We saw the marshy bogs and fields were Gaur and deer come to graze and drink water and marked the spots for the return journey. A giant squirrel was enjoying some tender shoots on nearby wild tree. Kovilur is a small rural town full of donkeys and vegetable fields. Eucalyptus plantations are changing the soil structure and climate here. It is at 1800 mts above sea level. After taking a few shots we soon embarked on our eagerly awaited return journey in and through the dusky shola. The mist was cleared and visibility was better
in the twilight.
The first animal we saw was a huge Indian Gaur. This bull was grazing in the distant marsh land. We admired the sight and moved forward to find a herd of Gaur right on the road. One big bull, a few big females and two calves. One calf even came to us in its naive curiosity. we watched them for almost half an hour in close proximity in 10 to 20 mts. Finally they crossed the road and faded into the Shola darkness. We soon returned to our camp in Top Station as it was getting darker and darker and unknown and eerie sounds were coming from the wild.

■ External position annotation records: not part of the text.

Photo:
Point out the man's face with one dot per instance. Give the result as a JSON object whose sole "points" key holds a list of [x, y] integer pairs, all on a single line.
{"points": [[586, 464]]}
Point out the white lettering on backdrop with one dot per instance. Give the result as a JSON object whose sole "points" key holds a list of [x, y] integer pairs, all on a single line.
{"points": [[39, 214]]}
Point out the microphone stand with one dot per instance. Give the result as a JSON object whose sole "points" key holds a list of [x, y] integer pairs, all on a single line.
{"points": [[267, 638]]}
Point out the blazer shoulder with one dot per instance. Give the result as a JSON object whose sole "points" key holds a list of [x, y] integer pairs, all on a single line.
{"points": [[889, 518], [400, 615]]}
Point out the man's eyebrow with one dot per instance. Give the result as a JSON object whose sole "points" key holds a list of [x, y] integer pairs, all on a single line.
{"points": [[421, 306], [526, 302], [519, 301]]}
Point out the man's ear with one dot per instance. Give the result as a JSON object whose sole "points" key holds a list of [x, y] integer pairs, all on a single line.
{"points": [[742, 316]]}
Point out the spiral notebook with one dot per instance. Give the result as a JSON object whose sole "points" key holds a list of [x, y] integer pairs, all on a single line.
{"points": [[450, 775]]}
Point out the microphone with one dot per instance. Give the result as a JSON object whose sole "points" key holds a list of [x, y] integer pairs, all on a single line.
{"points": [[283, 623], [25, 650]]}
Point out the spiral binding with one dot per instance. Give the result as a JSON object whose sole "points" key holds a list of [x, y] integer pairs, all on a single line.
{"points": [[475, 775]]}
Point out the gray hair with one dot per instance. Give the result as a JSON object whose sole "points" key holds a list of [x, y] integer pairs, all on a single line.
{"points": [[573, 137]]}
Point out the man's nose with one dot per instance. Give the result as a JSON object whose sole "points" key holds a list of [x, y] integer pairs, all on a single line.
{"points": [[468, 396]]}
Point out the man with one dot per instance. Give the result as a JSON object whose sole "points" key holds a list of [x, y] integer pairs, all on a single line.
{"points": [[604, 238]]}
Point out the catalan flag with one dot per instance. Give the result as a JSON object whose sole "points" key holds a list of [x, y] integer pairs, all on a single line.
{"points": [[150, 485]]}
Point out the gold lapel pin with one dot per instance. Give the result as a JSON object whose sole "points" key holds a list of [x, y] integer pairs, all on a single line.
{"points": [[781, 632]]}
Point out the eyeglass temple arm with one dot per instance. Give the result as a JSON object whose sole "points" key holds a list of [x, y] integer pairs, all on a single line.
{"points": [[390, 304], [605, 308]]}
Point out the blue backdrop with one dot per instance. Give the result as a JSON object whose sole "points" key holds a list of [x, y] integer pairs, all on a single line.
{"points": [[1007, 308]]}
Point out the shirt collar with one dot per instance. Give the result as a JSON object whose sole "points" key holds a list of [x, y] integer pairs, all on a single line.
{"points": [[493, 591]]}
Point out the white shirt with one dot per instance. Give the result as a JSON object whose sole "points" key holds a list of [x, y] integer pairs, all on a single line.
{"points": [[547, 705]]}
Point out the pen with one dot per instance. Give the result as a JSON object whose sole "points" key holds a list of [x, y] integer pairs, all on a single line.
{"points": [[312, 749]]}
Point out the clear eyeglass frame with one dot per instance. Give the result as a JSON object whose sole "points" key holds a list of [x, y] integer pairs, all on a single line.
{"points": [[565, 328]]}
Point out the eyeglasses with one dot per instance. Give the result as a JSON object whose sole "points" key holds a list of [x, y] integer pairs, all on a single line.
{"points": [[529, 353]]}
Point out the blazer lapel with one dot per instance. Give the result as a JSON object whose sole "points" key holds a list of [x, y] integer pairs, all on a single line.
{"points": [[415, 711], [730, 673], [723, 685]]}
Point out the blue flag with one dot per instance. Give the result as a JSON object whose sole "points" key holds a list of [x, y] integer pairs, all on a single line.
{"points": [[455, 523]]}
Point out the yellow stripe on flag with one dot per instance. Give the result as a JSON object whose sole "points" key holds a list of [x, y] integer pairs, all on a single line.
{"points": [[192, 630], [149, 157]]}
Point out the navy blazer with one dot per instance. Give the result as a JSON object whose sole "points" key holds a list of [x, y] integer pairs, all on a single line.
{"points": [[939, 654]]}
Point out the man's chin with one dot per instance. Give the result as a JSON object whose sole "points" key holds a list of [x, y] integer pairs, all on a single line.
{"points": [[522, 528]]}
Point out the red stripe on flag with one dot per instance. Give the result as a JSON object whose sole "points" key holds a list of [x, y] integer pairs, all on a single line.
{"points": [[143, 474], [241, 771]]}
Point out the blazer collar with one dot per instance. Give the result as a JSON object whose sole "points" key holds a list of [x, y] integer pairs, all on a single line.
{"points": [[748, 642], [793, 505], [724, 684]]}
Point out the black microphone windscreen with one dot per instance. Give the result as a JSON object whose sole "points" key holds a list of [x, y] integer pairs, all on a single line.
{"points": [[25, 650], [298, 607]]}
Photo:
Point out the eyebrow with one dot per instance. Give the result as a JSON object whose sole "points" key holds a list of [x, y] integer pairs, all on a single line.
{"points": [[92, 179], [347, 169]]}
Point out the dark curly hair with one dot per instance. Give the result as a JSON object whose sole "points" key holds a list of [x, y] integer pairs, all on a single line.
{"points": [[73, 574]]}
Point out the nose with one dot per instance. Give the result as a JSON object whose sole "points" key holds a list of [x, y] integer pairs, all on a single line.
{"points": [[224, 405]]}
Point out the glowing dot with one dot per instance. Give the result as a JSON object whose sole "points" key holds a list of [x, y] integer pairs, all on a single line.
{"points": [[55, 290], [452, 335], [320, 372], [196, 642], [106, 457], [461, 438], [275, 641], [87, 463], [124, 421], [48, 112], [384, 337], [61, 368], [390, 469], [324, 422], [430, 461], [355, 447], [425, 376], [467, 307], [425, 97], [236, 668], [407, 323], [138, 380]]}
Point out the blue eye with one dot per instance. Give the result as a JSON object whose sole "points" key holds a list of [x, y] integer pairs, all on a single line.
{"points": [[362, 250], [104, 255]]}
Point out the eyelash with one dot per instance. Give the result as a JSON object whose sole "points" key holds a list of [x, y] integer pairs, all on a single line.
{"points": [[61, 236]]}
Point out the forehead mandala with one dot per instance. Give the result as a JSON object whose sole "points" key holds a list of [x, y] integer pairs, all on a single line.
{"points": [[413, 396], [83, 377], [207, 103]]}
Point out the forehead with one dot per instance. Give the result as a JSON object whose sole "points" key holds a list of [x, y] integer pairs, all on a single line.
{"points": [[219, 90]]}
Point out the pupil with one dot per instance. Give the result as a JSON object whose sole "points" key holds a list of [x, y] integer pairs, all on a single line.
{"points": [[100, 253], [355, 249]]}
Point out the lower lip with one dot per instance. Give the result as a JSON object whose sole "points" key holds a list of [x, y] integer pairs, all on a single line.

The cold was unbearable at night and especially at the early hours of the morning. But again in the morning around 6 it all cleared and glorious sunshine was milking the whole landscape. There was a Thai film crew shooting a documentary at the view point about the vegetables and flora of the region. Typical Shola trees and shrubs are seen in and around the view point in Top Station. Rhododendron Nilgirica was in full flowring mode. As I was admiring the red jewel-like blossoms they, the fairies of the woods appeared again! Yes the Nilgiri Wood Pegions in a small flight of five individuals crossed me over head. And it was
simply spectacular and mesmerizing in the golden morning sunshine.